Cada vez proliferan más los planes individuales; así nadie me molesta y hago lo que me apetece
Cuenta el libro del Génesis que, en lo más duro del verano, a la hora de la canícula, Abrahán estaba sentado a la puerta de su tienda, procurando refrescarse un poco. Aparecieron tres peregrinos, a quienes acogió con gran hospitalidad. En aquellas circunstancias, una buena acogida era prácticamente cosa de vida o muerte. Abrahán fue generoso: mandó lavarles los pies, les dio de comer, los alojó en su tienda. Vio a Dios en aquellos hombres.
Recuerdo una anécdota familiar de mi infancia. Una mañana, durante las fiestas de las Fallas, en una Valencia atiborrada de turistas, al levantarnos los hermanos vimos a unos extraños acogidos en casa. Era una familia que no encontraba hotel. Se acercaron a pedir ayuda a mis padres y, ante la imposibilidad de conseguir alojamiento, los llevaron a casa. A partir de ese día surgió una gran amistad.
Ya sé que ahora no están los tiempos como para abrir las puertas de casa a cualquiera, pero quizás nos hemos vuelto demasiado desconfiados, individualistas. Ayer, en una visita, vi un cartel en el ascensor que advertía sobre una banda de ladrones que rondaba el edificio. Se recomendaba extremar las medidas de seguridad y avisar a la policía ante cualquier sospecha. Es una pena lo que está ocurriendo, pero no puede ser excusa para encerrarnos en nosotros mismos.
Ante el verano, algunos procuran ir lo suficientemente lejos para no encontrarse con ningún pariente molesto; otros aprovechan para reunir a toda la familia. En caso de que haya muchos primos y hermanos, es toda una fiesta para la chavalería. Sin embargo, cada vez proliferan más los planes individuales; así nadie me molesta y hago lo que me apetece.
El Evangelio de hoy relata esta bonita escena: “En aquel tiempo, entró Jesús en una aldea, y una mujer llamada Marta lo recibió en su casa. Esta tenía una hermana llamada María, que, sentada junto a los pies del Señor, escuchaba su palabra. Marta, en cambio, andaba muy afanada con los muchos servicios”
El Señor fue acogido en la casa de Lázaro, Marta y María; allí, en Betania, se sentía a gusto, descansaba de sus largas correrías, encontraba un poco de paz. ¡Qué hermoso es hospedar al mismo Dios en nuestro hogar!
Me comentaron la historia de un matrimonio cristiano que llevaba una buena temporada en el hospital: la esposa cuidaba a su marido. En ese ínterin, ocupó la otra cama un joven nórdico que no sabía nada de español. Al verlo solo, la buena mujer lo atendió como si fuera su hijo. Poco a poco creció la amistad, y aunque apenas se entendían, al marcharse recuperado, el chico les dejó un papelito escrito con ayuda del móvil: “Gracias, amor, Dios”.

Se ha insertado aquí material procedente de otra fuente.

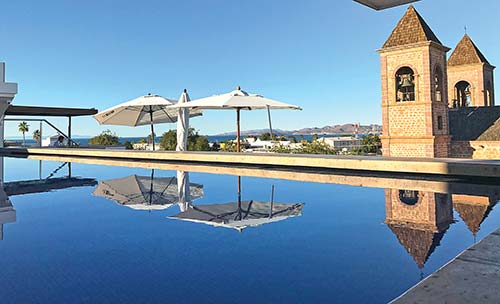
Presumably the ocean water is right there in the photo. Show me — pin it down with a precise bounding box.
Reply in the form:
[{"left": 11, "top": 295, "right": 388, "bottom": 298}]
[{"left": 0, "top": 158, "right": 500, "bottom": 304}]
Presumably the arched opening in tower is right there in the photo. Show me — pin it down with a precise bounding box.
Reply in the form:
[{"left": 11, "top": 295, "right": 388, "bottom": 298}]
[
  {"left": 486, "top": 81, "right": 493, "bottom": 107},
  {"left": 453, "top": 80, "right": 472, "bottom": 108},
  {"left": 434, "top": 66, "right": 443, "bottom": 102},
  {"left": 396, "top": 67, "right": 415, "bottom": 102}
]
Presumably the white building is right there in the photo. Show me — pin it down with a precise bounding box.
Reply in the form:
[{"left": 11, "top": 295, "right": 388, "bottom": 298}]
[{"left": 318, "top": 136, "right": 361, "bottom": 151}]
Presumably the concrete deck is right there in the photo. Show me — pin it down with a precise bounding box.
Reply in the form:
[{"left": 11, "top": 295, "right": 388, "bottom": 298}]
[
  {"left": 0, "top": 148, "right": 500, "bottom": 178},
  {"left": 12, "top": 155, "right": 500, "bottom": 195},
  {"left": 392, "top": 229, "right": 500, "bottom": 304}
]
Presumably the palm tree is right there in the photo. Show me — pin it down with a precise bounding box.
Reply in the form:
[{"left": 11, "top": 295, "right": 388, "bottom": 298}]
[
  {"left": 19, "top": 121, "right": 30, "bottom": 146},
  {"left": 33, "top": 130, "right": 42, "bottom": 142}
]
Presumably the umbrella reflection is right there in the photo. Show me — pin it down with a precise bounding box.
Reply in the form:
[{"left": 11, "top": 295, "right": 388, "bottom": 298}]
[
  {"left": 93, "top": 169, "right": 203, "bottom": 210},
  {"left": 169, "top": 176, "right": 304, "bottom": 232},
  {"left": 0, "top": 186, "right": 16, "bottom": 241}
]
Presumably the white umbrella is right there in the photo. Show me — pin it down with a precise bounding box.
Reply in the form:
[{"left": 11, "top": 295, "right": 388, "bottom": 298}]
[
  {"left": 176, "top": 87, "right": 301, "bottom": 152},
  {"left": 94, "top": 94, "right": 202, "bottom": 150},
  {"left": 92, "top": 170, "right": 204, "bottom": 210}
]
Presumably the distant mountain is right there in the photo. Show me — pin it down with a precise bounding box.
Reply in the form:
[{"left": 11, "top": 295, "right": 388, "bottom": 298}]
[
  {"left": 214, "top": 129, "right": 290, "bottom": 136},
  {"left": 216, "top": 124, "right": 382, "bottom": 136}
]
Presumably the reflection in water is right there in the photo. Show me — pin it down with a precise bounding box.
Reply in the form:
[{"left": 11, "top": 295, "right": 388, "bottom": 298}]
[
  {"left": 385, "top": 189, "right": 453, "bottom": 269},
  {"left": 0, "top": 157, "right": 97, "bottom": 241},
  {"left": 385, "top": 187, "right": 499, "bottom": 270},
  {"left": 452, "top": 193, "right": 500, "bottom": 238},
  {"left": 93, "top": 169, "right": 204, "bottom": 210},
  {"left": 169, "top": 176, "right": 304, "bottom": 232},
  {"left": 0, "top": 186, "right": 16, "bottom": 241}
]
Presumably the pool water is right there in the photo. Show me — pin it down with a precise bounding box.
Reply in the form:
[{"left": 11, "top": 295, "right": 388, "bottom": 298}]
[{"left": 0, "top": 158, "right": 500, "bottom": 304}]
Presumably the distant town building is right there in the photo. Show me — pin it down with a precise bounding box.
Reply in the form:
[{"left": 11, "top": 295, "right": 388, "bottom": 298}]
[{"left": 318, "top": 136, "right": 361, "bottom": 151}]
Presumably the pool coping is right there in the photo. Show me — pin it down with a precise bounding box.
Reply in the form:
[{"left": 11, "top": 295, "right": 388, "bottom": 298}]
[{"left": 0, "top": 148, "right": 500, "bottom": 178}]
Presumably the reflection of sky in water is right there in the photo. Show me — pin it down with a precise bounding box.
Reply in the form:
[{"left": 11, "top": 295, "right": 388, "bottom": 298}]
[{"left": 0, "top": 159, "right": 500, "bottom": 303}]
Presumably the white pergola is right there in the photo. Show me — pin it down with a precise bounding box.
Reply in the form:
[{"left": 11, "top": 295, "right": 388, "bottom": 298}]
[{"left": 354, "top": 0, "right": 420, "bottom": 11}]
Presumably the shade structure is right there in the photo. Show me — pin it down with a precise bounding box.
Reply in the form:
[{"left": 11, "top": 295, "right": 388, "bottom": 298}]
[
  {"left": 93, "top": 170, "right": 204, "bottom": 210},
  {"left": 169, "top": 201, "right": 304, "bottom": 231},
  {"left": 175, "top": 90, "right": 189, "bottom": 151},
  {"left": 93, "top": 94, "right": 202, "bottom": 150},
  {"left": 176, "top": 87, "right": 301, "bottom": 152}
]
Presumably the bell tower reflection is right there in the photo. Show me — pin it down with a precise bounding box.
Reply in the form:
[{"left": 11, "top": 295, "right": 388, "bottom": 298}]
[
  {"left": 385, "top": 189, "right": 453, "bottom": 269},
  {"left": 452, "top": 193, "right": 500, "bottom": 240}
]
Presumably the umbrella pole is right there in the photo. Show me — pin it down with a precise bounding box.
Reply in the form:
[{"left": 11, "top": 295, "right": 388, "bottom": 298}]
[
  {"left": 236, "top": 108, "right": 241, "bottom": 152},
  {"left": 149, "top": 106, "right": 155, "bottom": 152},
  {"left": 267, "top": 105, "right": 274, "bottom": 141},
  {"left": 149, "top": 169, "right": 155, "bottom": 207}
]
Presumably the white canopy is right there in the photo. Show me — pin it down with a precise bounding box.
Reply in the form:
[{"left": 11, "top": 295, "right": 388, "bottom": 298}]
[
  {"left": 176, "top": 88, "right": 301, "bottom": 110},
  {"left": 175, "top": 87, "right": 302, "bottom": 152},
  {"left": 94, "top": 94, "right": 202, "bottom": 127}
]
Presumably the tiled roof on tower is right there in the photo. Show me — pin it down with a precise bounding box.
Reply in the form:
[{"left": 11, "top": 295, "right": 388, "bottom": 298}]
[
  {"left": 448, "top": 34, "right": 489, "bottom": 66},
  {"left": 382, "top": 5, "right": 441, "bottom": 48},
  {"left": 453, "top": 202, "right": 493, "bottom": 235},
  {"left": 388, "top": 224, "right": 444, "bottom": 268}
]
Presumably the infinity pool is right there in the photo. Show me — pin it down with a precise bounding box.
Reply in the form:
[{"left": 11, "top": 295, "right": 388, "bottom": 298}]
[{"left": 0, "top": 158, "right": 500, "bottom": 304}]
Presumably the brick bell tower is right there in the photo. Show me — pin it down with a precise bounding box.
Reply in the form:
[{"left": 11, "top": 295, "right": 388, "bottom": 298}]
[
  {"left": 378, "top": 6, "right": 451, "bottom": 157},
  {"left": 448, "top": 34, "right": 495, "bottom": 108}
]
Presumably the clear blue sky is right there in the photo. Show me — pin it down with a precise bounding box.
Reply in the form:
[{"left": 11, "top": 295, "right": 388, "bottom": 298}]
[{"left": 0, "top": 0, "right": 500, "bottom": 136}]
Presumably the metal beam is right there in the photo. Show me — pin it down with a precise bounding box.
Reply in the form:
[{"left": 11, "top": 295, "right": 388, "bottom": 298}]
[
  {"left": 5, "top": 105, "right": 97, "bottom": 117},
  {"left": 354, "top": 0, "right": 420, "bottom": 11}
]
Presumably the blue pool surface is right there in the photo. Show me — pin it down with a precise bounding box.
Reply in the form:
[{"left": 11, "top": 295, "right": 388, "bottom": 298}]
[{"left": 0, "top": 158, "right": 500, "bottom": 304}]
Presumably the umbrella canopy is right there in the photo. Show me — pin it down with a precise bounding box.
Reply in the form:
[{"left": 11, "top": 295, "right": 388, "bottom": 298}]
[
  {"left": 169, "top": 201, "right": 304, "bottom": 232},
  {"left": 93, "top": 173, "right": 204, "bottom": 210},
  {"left": 176, "top": 87, "right": 302, "bottom": 152},
  {"left": 93, "top": 94, "right": 202, "bottom": 150},
  {"left": 177, "top": 87, "right": 301, "bottom": 110}
]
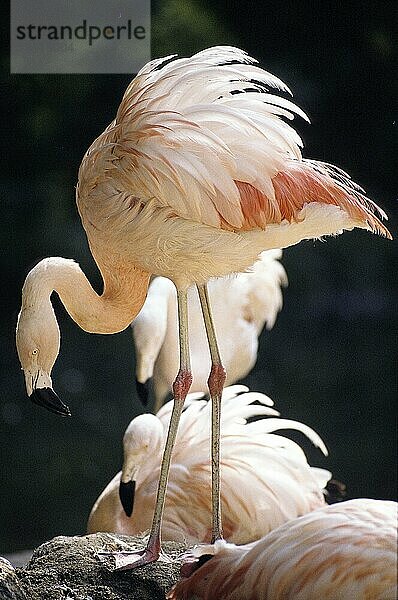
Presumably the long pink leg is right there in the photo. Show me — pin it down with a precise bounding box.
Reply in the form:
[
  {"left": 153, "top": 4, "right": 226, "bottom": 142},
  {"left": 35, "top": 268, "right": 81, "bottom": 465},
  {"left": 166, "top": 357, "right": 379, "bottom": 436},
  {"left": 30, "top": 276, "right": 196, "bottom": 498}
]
[
  {"left": 109, "top": 290, "right": 192, "bottom": 571},
  {"left": 197, "top": 285, "right": 226, "bottom": 543}
]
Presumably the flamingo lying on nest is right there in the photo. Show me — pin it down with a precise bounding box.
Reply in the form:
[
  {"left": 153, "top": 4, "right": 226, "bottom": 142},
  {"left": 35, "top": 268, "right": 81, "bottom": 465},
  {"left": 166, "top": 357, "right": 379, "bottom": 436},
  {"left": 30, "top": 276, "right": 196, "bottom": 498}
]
[
  {"left": 17, "top": 47, "right": 390, "bottom": 567},
  {"left": 87, "top": 385, "right": 330, "bottom": 548},
  {"left": 132, "top": 250, "right": 287, "bottom": 413},
  {"left": 167, "top": 498, "right": 397, "bottom": 600}
]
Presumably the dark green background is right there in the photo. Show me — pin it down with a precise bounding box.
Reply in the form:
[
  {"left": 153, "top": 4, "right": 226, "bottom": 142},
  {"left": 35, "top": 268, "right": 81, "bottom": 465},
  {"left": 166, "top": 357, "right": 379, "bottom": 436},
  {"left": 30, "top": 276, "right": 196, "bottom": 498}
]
[{"left": 0, "top": 0, "right": 398, "bottom": 552}]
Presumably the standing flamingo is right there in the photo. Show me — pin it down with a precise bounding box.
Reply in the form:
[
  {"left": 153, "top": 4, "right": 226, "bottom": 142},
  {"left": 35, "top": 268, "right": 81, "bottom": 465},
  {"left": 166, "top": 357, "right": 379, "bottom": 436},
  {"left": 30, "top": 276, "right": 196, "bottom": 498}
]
[
  {"left": 167, "top": 498, "right": 397, "bottom": 600},
  {"left": 17, "top": 47, "right": 390, "bottom": 567},
  {"left": 87, "top": 385, "right": 330, "bottom": 548},
  {"left": 132, "top": 250, "right": 287, "bottom": 413}
]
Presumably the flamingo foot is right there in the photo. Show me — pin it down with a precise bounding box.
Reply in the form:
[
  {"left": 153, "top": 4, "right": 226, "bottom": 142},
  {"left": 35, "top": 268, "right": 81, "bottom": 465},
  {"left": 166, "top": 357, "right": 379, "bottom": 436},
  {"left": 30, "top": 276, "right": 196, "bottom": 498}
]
[{"left": 98, "top": 544, "right": 171, "bottom": 571}]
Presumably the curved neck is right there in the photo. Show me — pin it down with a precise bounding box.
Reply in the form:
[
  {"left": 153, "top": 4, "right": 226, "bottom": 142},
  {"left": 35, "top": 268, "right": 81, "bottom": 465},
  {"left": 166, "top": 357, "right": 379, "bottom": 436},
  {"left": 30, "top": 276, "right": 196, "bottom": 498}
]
[{"left": 22, "top": 257, "right": 150, "bottom": 333}]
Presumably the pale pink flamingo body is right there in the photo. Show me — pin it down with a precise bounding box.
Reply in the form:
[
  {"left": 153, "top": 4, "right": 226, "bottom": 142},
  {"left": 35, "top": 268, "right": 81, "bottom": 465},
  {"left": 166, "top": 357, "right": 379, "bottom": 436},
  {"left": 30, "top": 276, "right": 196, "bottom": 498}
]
[
  {"left": 87, "top": 386, "right": 330, "bottom": 548},
  {"left": 167, "top": 498, "right": 398, "bottom": 600},
  {"left": 17, "top": 47, "right": 389, "bottom": 566},
  {"left": 132, "top": 250, "right": 287, "bottom": 413}
]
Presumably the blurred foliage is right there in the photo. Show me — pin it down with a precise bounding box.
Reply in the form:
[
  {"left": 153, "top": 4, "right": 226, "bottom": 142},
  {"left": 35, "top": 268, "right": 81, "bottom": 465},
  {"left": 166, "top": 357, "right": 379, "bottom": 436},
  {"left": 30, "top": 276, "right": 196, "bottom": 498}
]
[{"left": 0, "top": 0, "right": 398, "bottom": 552}]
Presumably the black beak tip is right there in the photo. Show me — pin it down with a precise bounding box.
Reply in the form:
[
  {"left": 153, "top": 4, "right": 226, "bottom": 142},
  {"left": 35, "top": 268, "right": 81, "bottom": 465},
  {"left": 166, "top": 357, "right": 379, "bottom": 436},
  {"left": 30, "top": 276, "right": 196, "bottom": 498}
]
[
  {"left": 135, "top": 378, "right": 151, "bottom": 406},
  {"left": 119, "top": 481, "right": 135, "bottom": 517},
  {"left": 29, "top": 388, "right": 71, "bottom": 417}
]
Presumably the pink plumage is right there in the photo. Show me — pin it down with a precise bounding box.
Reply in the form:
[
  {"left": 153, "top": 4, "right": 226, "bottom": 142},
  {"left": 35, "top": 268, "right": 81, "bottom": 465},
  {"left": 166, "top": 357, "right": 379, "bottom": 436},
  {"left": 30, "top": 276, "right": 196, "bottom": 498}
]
[{"left": 167, "top": 498, "right": 397, "bottom": 600}]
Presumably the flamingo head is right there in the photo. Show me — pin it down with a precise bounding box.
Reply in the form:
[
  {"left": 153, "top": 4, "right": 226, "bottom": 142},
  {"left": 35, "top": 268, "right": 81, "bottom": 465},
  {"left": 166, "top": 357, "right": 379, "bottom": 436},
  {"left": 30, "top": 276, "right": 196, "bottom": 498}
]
[
  {"left": 16, "top": 302, "right": 70, "bottom": 416},
  {"left": 119, "top": 414, "right": 164, "bottom": 517}
]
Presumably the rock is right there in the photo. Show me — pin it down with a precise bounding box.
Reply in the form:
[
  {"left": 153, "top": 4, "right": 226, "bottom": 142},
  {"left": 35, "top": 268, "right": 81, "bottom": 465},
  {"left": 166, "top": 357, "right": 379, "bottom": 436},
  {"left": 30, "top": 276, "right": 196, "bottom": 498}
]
[
  {"left": 12, "top": 533, "right": 186, "bottom": 600},
  {"left": 3, "top": 550, "right": 33, "bottom": 569},
  {"left": 0, "top": 556, "right": 26, "bottom": 600}
]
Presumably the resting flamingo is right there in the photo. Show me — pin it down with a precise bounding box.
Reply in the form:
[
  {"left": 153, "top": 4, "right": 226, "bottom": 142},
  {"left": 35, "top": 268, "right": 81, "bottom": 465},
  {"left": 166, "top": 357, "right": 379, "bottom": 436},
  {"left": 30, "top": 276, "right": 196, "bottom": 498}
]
[
  {"left": 17, "top": 47, "right": 390, "bottom": 567},
  {"left": 87, "top": 385, "right": 330, "bottom": 548},
  {"left": 167, "top": 498, "right": 397, "bottom": 600},
  {"left": 132, "top": 250, "right": 287, "bottom": 413}
]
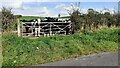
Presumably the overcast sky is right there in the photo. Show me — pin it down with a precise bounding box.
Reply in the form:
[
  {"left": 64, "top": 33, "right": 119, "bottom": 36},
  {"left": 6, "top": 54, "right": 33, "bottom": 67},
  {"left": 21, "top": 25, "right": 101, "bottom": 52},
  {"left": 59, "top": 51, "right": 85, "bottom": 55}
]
[{"left": 0, "top": 0, "right": 118, "bottom": 17}]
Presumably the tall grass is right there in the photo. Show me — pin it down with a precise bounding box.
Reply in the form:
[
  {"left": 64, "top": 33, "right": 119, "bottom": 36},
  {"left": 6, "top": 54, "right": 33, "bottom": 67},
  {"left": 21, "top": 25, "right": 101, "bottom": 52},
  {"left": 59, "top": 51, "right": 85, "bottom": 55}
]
[{"left": 2, "top": 29, "right": 119, "bottom": 66}]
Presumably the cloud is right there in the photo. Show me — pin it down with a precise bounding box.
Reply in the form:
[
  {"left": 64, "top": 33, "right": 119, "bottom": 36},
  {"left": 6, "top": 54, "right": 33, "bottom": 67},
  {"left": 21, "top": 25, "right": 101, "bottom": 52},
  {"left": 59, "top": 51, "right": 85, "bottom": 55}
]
[{"left": 12, "top": 7, "right": 57, "bottom": 17}]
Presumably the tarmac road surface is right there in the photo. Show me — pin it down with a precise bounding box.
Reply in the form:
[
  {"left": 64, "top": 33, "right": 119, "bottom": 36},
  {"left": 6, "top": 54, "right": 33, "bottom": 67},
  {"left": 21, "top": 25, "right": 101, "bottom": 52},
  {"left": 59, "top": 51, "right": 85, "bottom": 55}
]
[{"left": 39, "top": 52, "right": 118, "bottom": 66}]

Cuando damos amor, atención y cuidado, todos lo aprecian, y aunque sean distintos -no creyentes, extranjeros- ven a Dios en esos detalles.
¿Qué podemos hacer ante estas circunstancias tan corrosivas que nos rodean? ¿Cómo podemos cambiar el mundo? Recordando al buen samaritano: poniendo atención, cuidado e interés en el prójimo. No basta con hacer favores, procurar que se atiendan las necesidades o que todo esté regulado y asegurado. Hay que pararse, sentarse a los pies y escuchar; admirar, como lo hizo María.
La hospitalidad es una virtud que nos lleva a acoger a quien es diferente por raza, cultura, nacionalidad, religión… La acogida se dirige al centro de la persona, no a lo anecdótico. Como toda virtud, lleva tiempo y esfuerzo adquirirla. Forjar esta actitud hacia los demás requiere fortaleza, constancia y paciencia. El tiempo irá moldeando, si lo permitimos, una actitud abierta, libre de prejuicios.
“Quien a vosotros acoge, a mí me acoge”, dice el Señor. Debemos acostumbrarnos a ver a Dios en los demás, a hijos suyos queridos. Una hospitalidad que no se limita a servicios materiales: también exige dedicar tiempo al otro, escucharlo, mirarlo a los ojos, para que el Señor no nos diga: “Marta, Marta, te preocupas y te inquietas por muchas cosas. Pero una sola cosa es necesaria: María ha escogido la mejor parte, que no le será arrebatada”.